Dirijo-me à papelaria da esquina (como se costuma dizer, "literalmente", a livraria Triunfo fica mesmo na esquina) a fim deitar dois euros na sorte. À minha frente um senhor, pelo trajar salpicado sugeria que vindo directamente da obra, munia-se de raspadinhas suficientes para debastar uma unha de cera das compridas em menos de nada. Debruçado sobre o balcão, o nosso herói fazia-se pesar sobre o amparo das revistas cor-de-rosa que criteriosamente forram o balcão a fim de tentar o olho incauto de um qualquer comprador do New Musical Express. Tanto assim sopesava que, ao preparar-se para meter a mão à carteira, o nosso herói levou a capa de uma das revistas agarrada ao antebraço.

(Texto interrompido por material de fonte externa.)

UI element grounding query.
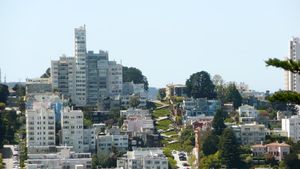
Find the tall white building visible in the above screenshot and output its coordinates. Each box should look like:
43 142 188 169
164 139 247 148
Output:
75 25 87 106
26 102 55 148
51 26 123 106
61 108 84 152
51 56 76 100
107 61 123 96
281 115 300 142
285 37 300 92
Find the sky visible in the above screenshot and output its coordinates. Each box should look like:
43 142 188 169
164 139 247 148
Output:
0 0 300 92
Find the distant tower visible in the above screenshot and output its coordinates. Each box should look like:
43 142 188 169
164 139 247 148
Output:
285 37 300 92
74 25 87 106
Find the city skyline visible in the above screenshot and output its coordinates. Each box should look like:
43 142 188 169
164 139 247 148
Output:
0 1 300 92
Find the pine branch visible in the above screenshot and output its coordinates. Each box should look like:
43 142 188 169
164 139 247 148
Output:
269 91 300 104
265 58 300 74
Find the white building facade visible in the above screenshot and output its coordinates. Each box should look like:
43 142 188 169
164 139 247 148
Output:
26 148 92 169
26 102 55 148
61 108 84 153
281 115 300 143
285 37 300 92
117 148 168 169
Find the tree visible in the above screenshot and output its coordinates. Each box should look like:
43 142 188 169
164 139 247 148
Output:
200 151 221 169
225 83 243 109
0 153 4 168
284 153 300 169
220 128 241 168
202 133 219 156
12 83 26 97
185 71 216 99
212 110 226 136
123 66 149 90
129 96 140 108
0 84 9 103
157 88 166 100
41 68 51 78
0 102 6 111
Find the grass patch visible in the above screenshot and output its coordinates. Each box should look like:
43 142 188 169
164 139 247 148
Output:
152 108 170 118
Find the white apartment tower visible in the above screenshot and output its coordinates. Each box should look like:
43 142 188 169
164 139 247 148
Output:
285 37 300 92
51 26 123 107
107 61 123 96
74 25 87 106
61 108 84 153
26 102 55 148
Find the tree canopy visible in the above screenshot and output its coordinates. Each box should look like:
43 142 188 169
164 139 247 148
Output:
220 128 241 168
265 58 300 104
123 66 149 90
12 83 26 97
185 71 216 99
41 68 51 78
212 110 226 136
0 84 9 103
202 133 219 156
224 83 243 109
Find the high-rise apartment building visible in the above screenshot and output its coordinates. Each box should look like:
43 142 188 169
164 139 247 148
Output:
87 50 109 105
74 26 87 106
26 102 55 148
285 37 300 92
51 56 76 98
61 108 84 153
51 26 123 106
107 61 123 96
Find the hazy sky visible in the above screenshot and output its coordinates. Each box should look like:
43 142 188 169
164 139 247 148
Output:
0 0 300 91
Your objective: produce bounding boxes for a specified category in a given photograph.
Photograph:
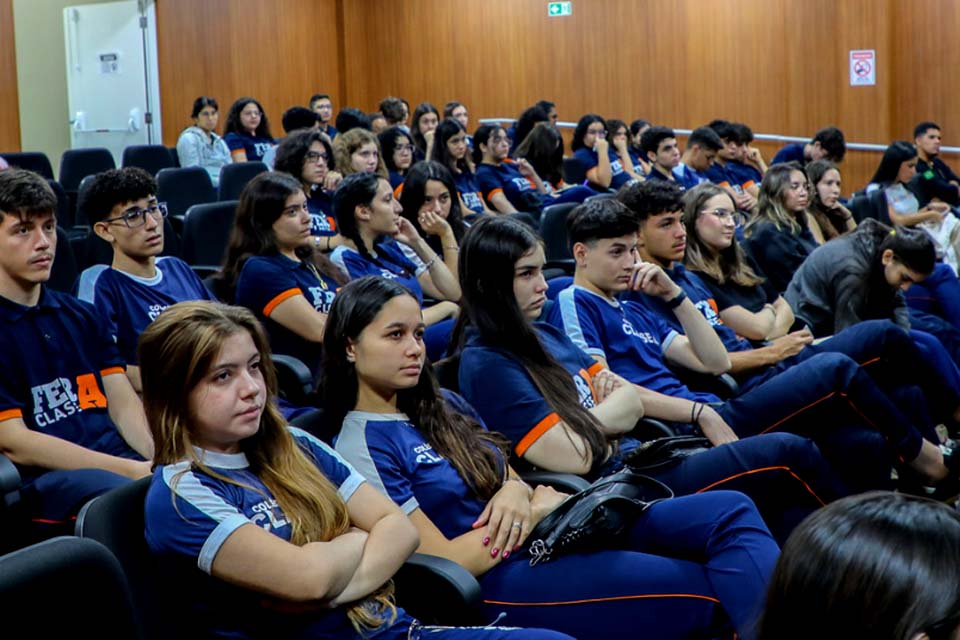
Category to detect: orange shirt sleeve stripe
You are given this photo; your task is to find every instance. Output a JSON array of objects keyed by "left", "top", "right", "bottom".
[
  {"left": 263, "top": 287, "right": 303, "bottom": 318},
  {"left": 515, "top": 413, "right": 560, "bottom": 457},
  {"left": 0, "top": 409, "right": 23, "bottom": 422}
]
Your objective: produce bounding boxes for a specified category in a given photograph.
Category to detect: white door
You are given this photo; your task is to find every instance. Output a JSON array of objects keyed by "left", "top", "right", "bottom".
[{"left": 63, "top": 0, "right": 162, "bottom": 166}]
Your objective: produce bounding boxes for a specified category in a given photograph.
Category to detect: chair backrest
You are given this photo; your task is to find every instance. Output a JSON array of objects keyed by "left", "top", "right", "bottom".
[
  {"left": 120, "top": 144, "right": 174, "bottom": 176},
  {"left": 563, "top": 156, "right": 587, "bottom": 184},
  {"left": 60, "top": 147, "right": 117, "bottom": 193},
  {"left": 182, "top": 202, "right": 239, "bottom": 266},
  {"left": 75, "top": 478, "right": 173, "bottom": 638},
  {"left": 220, "top": 162, "right": 267, "bottom": 200},
  {"left": 157, "top": 167, "right": 217, "bottom": 217},
  {"left": 540, "top": 202, "right": 578, "bottom": 261},
  {"left": 0, "top": 151, "right": 53, "bottom": 180},
  {"left": 0, "top": 536, "right": 144, "bottom": 640},
  {"left": 47, "top": 225, "right": 80, "bottom": 293}
]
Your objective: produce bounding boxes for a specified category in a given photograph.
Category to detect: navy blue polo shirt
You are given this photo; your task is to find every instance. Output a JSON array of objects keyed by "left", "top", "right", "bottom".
[
  {"left": 0, "top": 287, "right": 136, "bottom": 480},
  {"left": 234, "top": 254, "right": 339, "bottom": 375}
]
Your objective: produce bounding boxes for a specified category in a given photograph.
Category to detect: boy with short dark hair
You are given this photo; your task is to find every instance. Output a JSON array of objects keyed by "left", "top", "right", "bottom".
[
  {"left": 640, "top": 126, "right": 680, "bottom": 182},
  {"left": 0, "top": 169, "right": 153, "bottom": 522},
  {"left": 77, "top": 167, "right": 216, "bottom": 392}
]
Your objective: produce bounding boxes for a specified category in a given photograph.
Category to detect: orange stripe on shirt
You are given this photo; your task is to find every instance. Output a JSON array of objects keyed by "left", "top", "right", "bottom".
[
  {"left": 515, "top": 413, "right": 560, "bottom": 457},
  {"left": 483, "top": 593, "right": 720, "bottom": 607},
  {"left": 263, "top": 287, "right": 303, "bottom": 318}
]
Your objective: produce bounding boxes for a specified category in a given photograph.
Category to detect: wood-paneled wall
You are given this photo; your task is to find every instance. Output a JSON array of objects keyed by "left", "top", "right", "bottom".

No caso uma publicação com a fotofrafia de Carolina Patrocínio na capa a pretexto de ter sido abandonada pela mãe (ou seria o pai?) aos 12 anos.

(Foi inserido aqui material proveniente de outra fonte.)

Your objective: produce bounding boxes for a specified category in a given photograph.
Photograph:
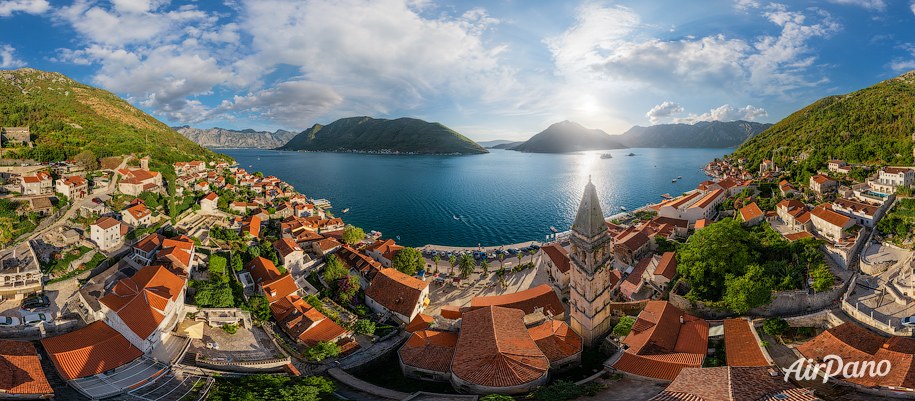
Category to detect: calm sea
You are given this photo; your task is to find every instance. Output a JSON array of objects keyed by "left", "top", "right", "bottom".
[{"left": 219, "top": 149, "right": 729, "bottom": 246}]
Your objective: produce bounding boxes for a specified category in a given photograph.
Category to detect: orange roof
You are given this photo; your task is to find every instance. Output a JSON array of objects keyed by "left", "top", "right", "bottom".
[
  {"left": 0, "top": 340, "right": 54, "bottom": 396},
  {"left": 724, "top": 318, "right": 770, "bottom": 366},
  {"left": 527, "top": 320, "right": 582, "bottom": 363},
  {"left": 740, "top": 202, "right": 763, "bottom": 221},
  {"left": 397, "top": 330, "right": 458, "bottom": 373},
  {"left": 99, "top": 266, "right": 185, "bottom": 339},
  {"left": 41, "top": 321, "right": 143, "bottom": 380},
  {"left": 470, "top": 284, "right": 565, "bottom": 316},
  {"left": 540, "top": 243, "right": 571, "bottom": 273},
  {"left": 404, "top": 313, "right": 435, "bottom": 333},
  {"left": 451, "top": 306, "right": 550, "bottom": 387},
  {"left": 810, "top": 205, "right": 851, "bottom": 227},
  {"left": 654, "top": 252, "right": 677, "bottom": 280},
  {"left": 365, "top": 268, "right": 429, "bottom": 319}
]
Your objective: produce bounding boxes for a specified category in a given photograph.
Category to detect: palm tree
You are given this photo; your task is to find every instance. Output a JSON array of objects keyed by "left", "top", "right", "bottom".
[{"left": 460, "top": 253, "right": 477, "bottom": 278}]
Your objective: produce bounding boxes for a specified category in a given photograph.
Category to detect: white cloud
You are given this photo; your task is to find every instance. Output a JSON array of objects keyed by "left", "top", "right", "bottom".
[
  {"left": 546, "top": 2, "right": 840, "bottom": 95},
  {"left": 0, "top": 44, "right": 25, "bottom": 68},
  {"left": 828, "top": 0, "right": 886, "bottom": 11},
  {"left": 673, "top": 104, "right": 769, "bottom": 124},
  {"left": 645, "top": 100, "right": 683, "bottom": 124},
  {"left": 0, "top": 0, "right": 51, "bottom": 17}
]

Nada atrapalhado, o nosso herói apressou-se a socializar a situação: "Isto com o suor ainda lhe levo a loja atrás." O senhor Valdemar, um génio na arte de entreter os clientes nas proximidades dos seus artigos mais suculentos, não teve como se deixar ficar: "Cá para mim, a menina queria ir já consigo!" Pois bem, esta mínima sugestão de affair com a jovem apresentadora provocou no nosso herói um embaraço que não lhe poderíamos adivinhar. Gagueja, hesita, e, finalmente, numa daquelas enunciações fingidamente confiantes oferece uma versão adulta do clássico "também não queria." E que nos diz ele?: "Sr. Valdemar, pode ficar com ela. Sabe, há lá muito quem coma. Há lá muito quem coma. Se há... Há lá muito quem coma."